A vintage exposure rights case comes to an organization the usage of a celeb’s face in an commercial with out permission to lie to shoppers into believing the fame endorses the product.
AI’s talent to clone voices and photographs makes exposure legislation particularly related. However in the US, exposure rights are most commonly ruled through state legislation, and the foundations range broadly from one state to every other. That patchwork helped encourage the bipartisan NO FAKES Act, presented in 2025, which might create a countrywide usual that will restrict unauthorized AI-generated replicas of an individual’s voice or visible likeness. The invoice, nonetheless in its early levels, has been referred to the Senate Judiciary Committee for attention.
The untested phase
Swift isn’t by myself: Actor Matthew McConaughey trademarked “alright alright alright,” his memorable line from “Dazed and Confused,” to give protection to it from being utilized in AI-generated content material.

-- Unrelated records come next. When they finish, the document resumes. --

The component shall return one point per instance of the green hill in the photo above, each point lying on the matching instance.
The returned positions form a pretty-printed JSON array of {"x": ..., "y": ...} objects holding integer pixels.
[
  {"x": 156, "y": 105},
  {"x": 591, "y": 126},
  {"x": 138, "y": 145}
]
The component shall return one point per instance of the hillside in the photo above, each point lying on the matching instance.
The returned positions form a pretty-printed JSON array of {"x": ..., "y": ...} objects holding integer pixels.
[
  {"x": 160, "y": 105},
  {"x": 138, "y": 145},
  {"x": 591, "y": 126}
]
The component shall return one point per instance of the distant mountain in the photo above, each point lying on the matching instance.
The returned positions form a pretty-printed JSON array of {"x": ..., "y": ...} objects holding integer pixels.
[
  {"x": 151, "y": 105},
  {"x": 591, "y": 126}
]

The courts have already affirmed that sounds can serve as as emblems. But it surely isn’t transparent whether or not trademark legislation can police AI-generated replicas of an individual’s voice or symbol when the problem isn’t counterfeiting however a manufactured endorsement.
An individual’s voice or likeness isn’t routinely a hallmark. With the intention to qualify as one, it should be used lend a hand shoppers determine who’s at the back of a services or products.
That stated, Swift’s filings replicate an actual downside: AI has allowed faux endorsements to appear and sound actual sufficient to unfold sooner than somebody has time to set the document instantly.